Shane Evans, just 42 years old, is in critical care in hospital and will spend months recovering from the keyhole surgery to remove his oesophageal cancer on Monday.
Upsettingly for his large family, they won't be able to visit him until he feels better, and he still struggles to breathe and will be fed via a tube for some time.
The Newport man was diagnosed in January having had trouble eating and keeping down food, and following six-week courses of chemotherapy and radiotherapy he was admitted to Royal Stoke University Hospital for the procedure.
Things began changing around the turn of the new year, said Shane's mother Linda.
"He was having trouble swallowing food," she said. "He was down at my house one day and he kept sicking his food up.
"It got to the point where I said he had to call the doctor. He went to them and his doctor booked him straight in at Shrewsbury hospital."
Shane, a full-time firefighter at MoD Donnington and a part-timer at Newport fire station, had multiple endoscopies before he was diagnosed and went through chemotherapy and radiotherapy at the same time to shrink the tumour before this week's surgery.
Linda added: "He's just had a 10-hour operation, he came out of that about quarter to 8pm [on Monday].
"He's in critical care at the moment, he's just covered in tubes. They removed his lymph nodes as well.
"The surgeons said the surgery went well but we're all a bit stressed out at the moment."

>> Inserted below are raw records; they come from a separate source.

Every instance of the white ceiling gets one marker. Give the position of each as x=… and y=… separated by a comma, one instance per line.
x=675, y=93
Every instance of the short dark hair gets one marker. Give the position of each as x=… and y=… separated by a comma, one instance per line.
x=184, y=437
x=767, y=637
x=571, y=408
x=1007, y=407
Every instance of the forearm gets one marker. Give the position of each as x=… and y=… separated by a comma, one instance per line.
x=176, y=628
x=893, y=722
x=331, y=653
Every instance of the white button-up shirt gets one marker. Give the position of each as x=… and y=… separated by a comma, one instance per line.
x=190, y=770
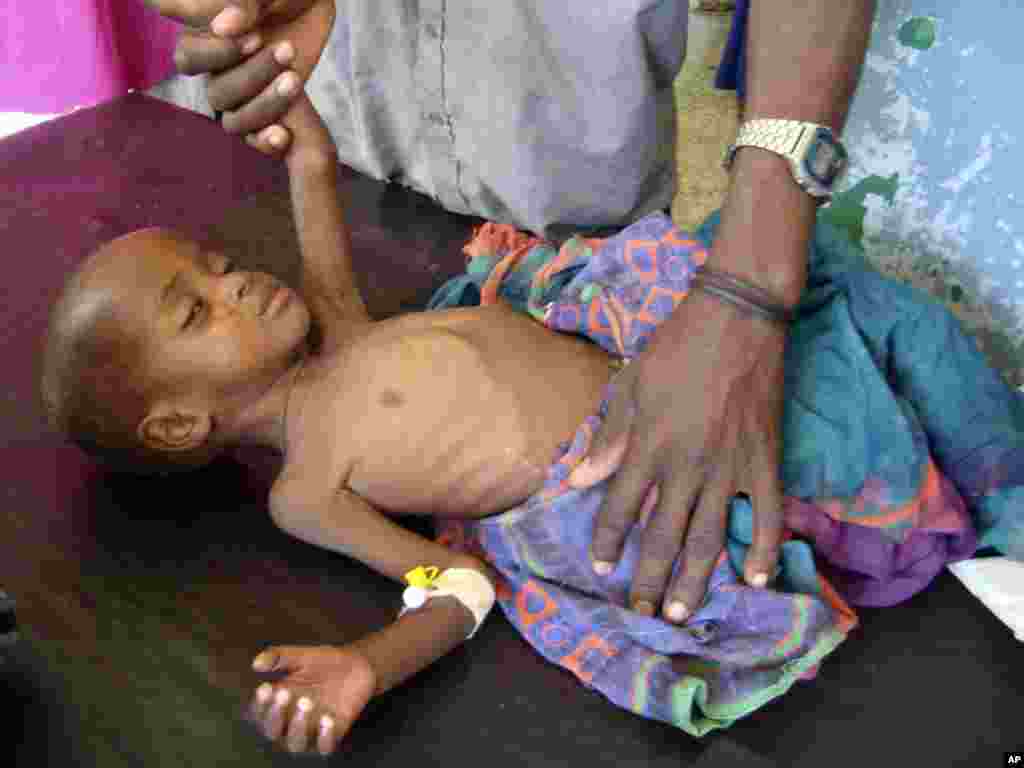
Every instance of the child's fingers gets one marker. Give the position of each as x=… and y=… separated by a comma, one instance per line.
x=297, y=735
x=327, y=734
x=274, y=718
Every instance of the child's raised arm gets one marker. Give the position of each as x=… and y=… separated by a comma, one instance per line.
x=328, y=283
x=339, y=681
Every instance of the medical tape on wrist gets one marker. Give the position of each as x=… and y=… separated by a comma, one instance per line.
x=467, y=586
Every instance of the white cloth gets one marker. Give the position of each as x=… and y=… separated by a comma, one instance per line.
x=998, y=583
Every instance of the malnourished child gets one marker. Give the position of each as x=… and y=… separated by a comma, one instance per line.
x=161, y=353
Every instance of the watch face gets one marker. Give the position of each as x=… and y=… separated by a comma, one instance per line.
x=825, y=160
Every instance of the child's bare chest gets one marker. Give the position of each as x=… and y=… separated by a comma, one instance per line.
x=461, y=417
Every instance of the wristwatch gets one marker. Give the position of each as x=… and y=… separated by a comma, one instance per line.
x=816, y=158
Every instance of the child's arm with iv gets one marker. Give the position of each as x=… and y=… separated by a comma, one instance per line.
x=327, y=687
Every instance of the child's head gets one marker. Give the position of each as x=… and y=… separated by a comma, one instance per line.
x=158, y=350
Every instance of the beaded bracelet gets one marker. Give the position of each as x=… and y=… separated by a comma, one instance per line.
x=743, y=295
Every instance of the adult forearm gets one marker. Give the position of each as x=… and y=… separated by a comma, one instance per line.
x=804, y=60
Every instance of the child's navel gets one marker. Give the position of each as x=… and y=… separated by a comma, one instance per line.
x=390, y=398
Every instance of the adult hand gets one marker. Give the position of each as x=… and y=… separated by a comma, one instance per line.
x=694, y=420
x=238, y=43
x=313, y=706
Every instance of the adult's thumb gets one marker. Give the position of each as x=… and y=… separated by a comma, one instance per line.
x=238, y=17
x=279, y=657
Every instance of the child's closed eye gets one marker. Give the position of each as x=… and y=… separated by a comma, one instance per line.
x=194, y=313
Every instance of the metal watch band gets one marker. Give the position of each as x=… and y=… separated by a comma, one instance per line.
x=779, y=136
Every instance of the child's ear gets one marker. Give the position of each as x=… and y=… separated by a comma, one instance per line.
x=175, y=428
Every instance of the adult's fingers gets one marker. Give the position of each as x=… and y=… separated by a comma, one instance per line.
x=622, y=505
x=233, y=16
x=265, y=109
x=608, y=446
x=768, y=513
x=198, y=52
x=275, y=715
x=662, y=540
x=272, y=140
x=702, y=545
x=244, y=82
x=327, y=734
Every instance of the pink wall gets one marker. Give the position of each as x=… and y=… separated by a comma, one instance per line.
x=56, y=54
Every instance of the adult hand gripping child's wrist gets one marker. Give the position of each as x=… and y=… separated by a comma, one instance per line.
x=237, y=43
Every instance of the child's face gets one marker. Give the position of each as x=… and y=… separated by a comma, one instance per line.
x=206, y=328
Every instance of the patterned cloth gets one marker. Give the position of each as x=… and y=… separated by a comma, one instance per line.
x=901, y=451
x=933, y=194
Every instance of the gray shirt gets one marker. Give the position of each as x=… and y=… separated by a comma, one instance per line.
x=550, y=115
x=556, y=116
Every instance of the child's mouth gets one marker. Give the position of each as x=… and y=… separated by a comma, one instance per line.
x=280, y=299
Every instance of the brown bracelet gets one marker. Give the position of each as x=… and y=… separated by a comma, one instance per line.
x=743, y=295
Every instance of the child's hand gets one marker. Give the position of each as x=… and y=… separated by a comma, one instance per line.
x=301, y=136
x=313, y=706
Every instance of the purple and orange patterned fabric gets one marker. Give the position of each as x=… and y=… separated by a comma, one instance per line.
x=901, y=451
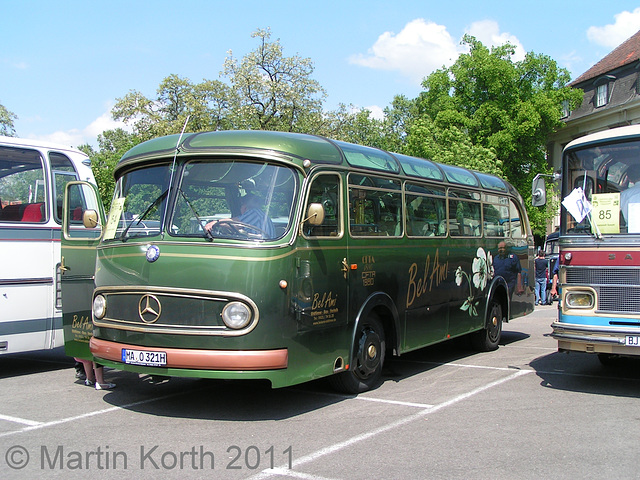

Shane's partner. Lisa Stovin. and four children won't be able to visit in the early stages of his recovery, but Linda did speak to him briefly after the surgery.
"It's really upsetting seeing him, he's got that many tubes and wires coming out of him," said Linda.
"He was very nervous. What upset us all was we couldn't go so far with him, we had to say our goodbyes at the ward entrance.
"We're not allowed to visit him while he's in critical care – his children can't go and see him."
A fundraising event was held for Shane and his family at Newport's Navy club, raising about £400.
Television crews filmed the operation because of its complexity and the rarity of such a cancer in a man of Shane's age, and it will feature in a Channel 5 programme in the future.